In light of the events of “good Friday” the ultimate “day of Atonement” (see Leviticus 16), these words ring out significantly.
Jesus was a “male without blemish” – He is the “tent of the meeting” (John 1:14). Only He is accepted before the Lord and makes us acceptable. He makes atonement. His blood was thrown, He was flayed, His back cut to pieces. He was suspended from a cross of wood, His blood drained, He was torn but not completely. Pleasing aroma to the Lord? “It was the will of the Lord to crush Him (Isaiah 53:10),” Christ loved us and gave himself up for us, a fragrant offering and sacrifice to God (Ephesians 5:2).
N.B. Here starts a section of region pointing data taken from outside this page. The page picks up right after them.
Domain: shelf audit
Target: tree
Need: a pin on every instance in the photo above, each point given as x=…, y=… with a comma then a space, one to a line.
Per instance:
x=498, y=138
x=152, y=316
Take this Christ-fulfilling way of reading Leviticus 1 and couple it with the other major themes of the book: a demand for God’s people to be holy, the seriousness of sin, the love of God and of neighbor. The crucifixion of Jesus brings meaning and purpose to all of this and to our very lives as God’s people dearly loved and set apart. Meditating on this passage led me to this thought: If Jesus made satisfaction for EVERY sin committed by His people then it isn’t a stretch to say every Old Testament sacrifice points to Him. A caution, however, is this: when studying the Old Testament, the question isn’t, “how may I search for or find Jesus in this text?” but “how’s this text satisfied & fulfilled in Jesus?”
Finally, one repeated phrase throughout Leviticus is, “outside the camp.” Outside the camp is where the unclean go, where carcasses are thrown and burned and where the “Scapegoat” is banished. In light of the whole book of Leviticus read these words from Hebrews 13:
12 So Jesus also suffered outside the gate in order to sanctify the people through his own blood. 13 Therefore let us go to him outside the camp and bear the reproach he endured.14 For here we have no lasting city, but we seek the city that is to come.15 Through him then let us continually offer up a sacrifice of praise to God, that is, the fruit of lips that acknowledge his name.